Rose was what his father wanted: groomed, proper, politically advantageous. But every time she smiled, Liam felt like he was being bought, not loved. She was polished, curated. Her affection came with hidden clauses.

But Amelia?

She had no reason to pretend. She wasn't here for power or prestige. She was here because she had to be.

And that made her dangerously perfect.

He stared out into the dark city.

Maybe this was the answer.

She wanted to keep her job.

He wanted out of his engagement.

She wouldn't want love or promises. Just a paycheck and protection.
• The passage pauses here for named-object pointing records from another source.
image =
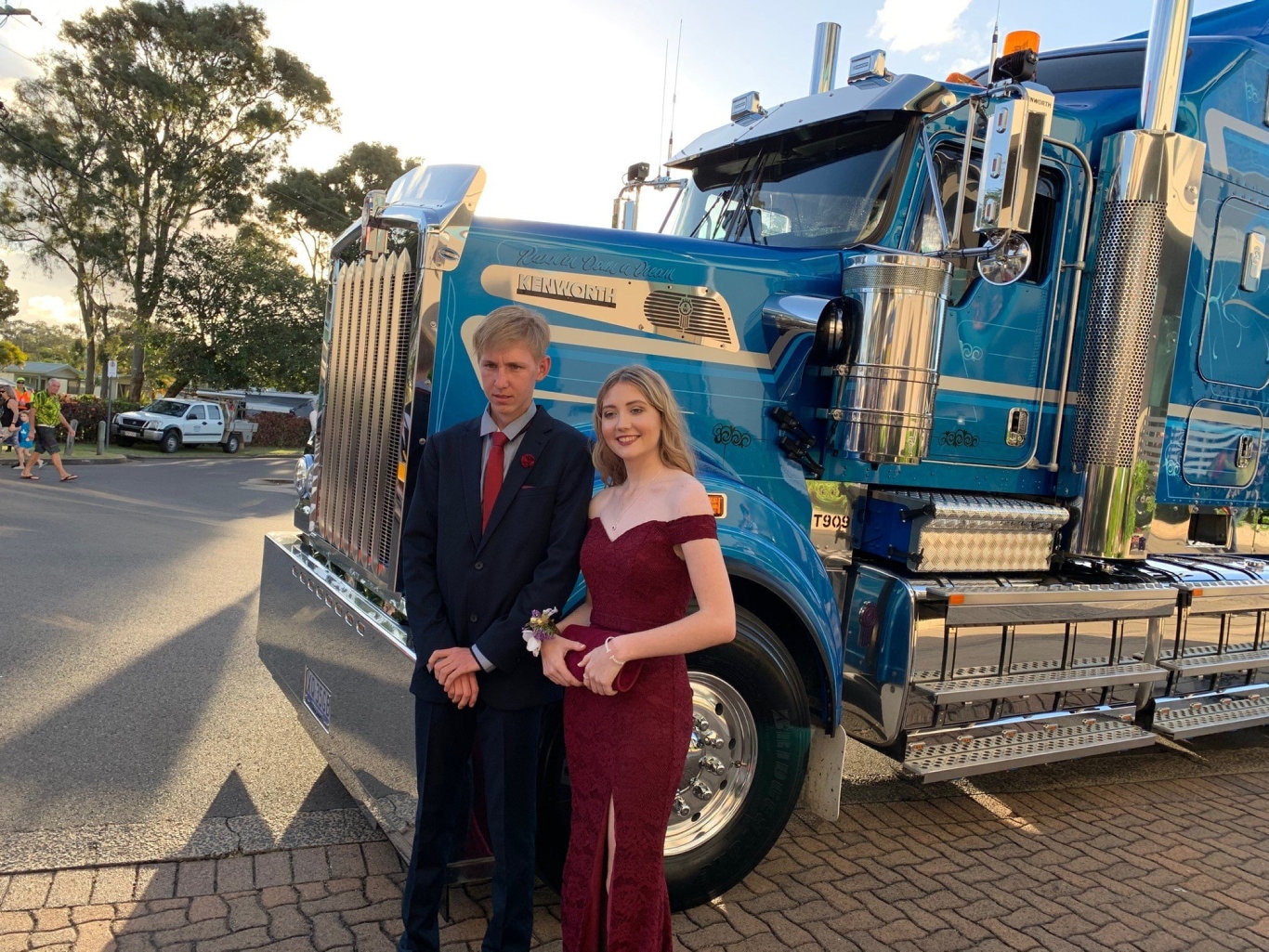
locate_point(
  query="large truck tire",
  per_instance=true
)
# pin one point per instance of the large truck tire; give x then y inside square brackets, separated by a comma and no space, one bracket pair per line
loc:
[752,724]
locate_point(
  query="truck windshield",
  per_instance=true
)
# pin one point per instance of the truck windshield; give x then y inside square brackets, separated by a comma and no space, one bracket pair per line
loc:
[822,187]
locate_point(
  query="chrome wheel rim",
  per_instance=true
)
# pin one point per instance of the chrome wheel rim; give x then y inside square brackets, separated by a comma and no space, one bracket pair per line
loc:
[718,771]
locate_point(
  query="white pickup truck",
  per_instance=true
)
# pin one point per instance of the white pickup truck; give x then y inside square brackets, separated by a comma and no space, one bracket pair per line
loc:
[174,422]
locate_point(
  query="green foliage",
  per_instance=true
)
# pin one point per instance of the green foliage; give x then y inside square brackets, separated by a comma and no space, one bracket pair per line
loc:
[7,296]
[316,206]
[90,411]
[240,315]
[179,114]
[55,343]
[11,354]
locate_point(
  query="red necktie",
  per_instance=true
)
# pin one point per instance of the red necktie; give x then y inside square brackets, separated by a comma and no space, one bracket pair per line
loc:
[492,476]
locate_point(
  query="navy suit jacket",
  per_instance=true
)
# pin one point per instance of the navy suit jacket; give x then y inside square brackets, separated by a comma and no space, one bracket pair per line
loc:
[470,588]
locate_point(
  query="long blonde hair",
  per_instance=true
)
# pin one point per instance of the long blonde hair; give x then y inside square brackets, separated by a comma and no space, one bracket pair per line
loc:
[674,432]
He didn't want emotion either. Just control.

And still…

If it ever came down to a choice between Amelia and Rose—

He'd pick Amelia every time.

His jaw clenched.

That kind of desperation... he could use it.

He wasn't sure how yet.

But a solution was forming. One that might give him

a way out.

"Sometimes, the wrong file ends up being the right mistake," he thought to himself, a smirk tugging at the corner of his mouth as he finally took a sip of his drink.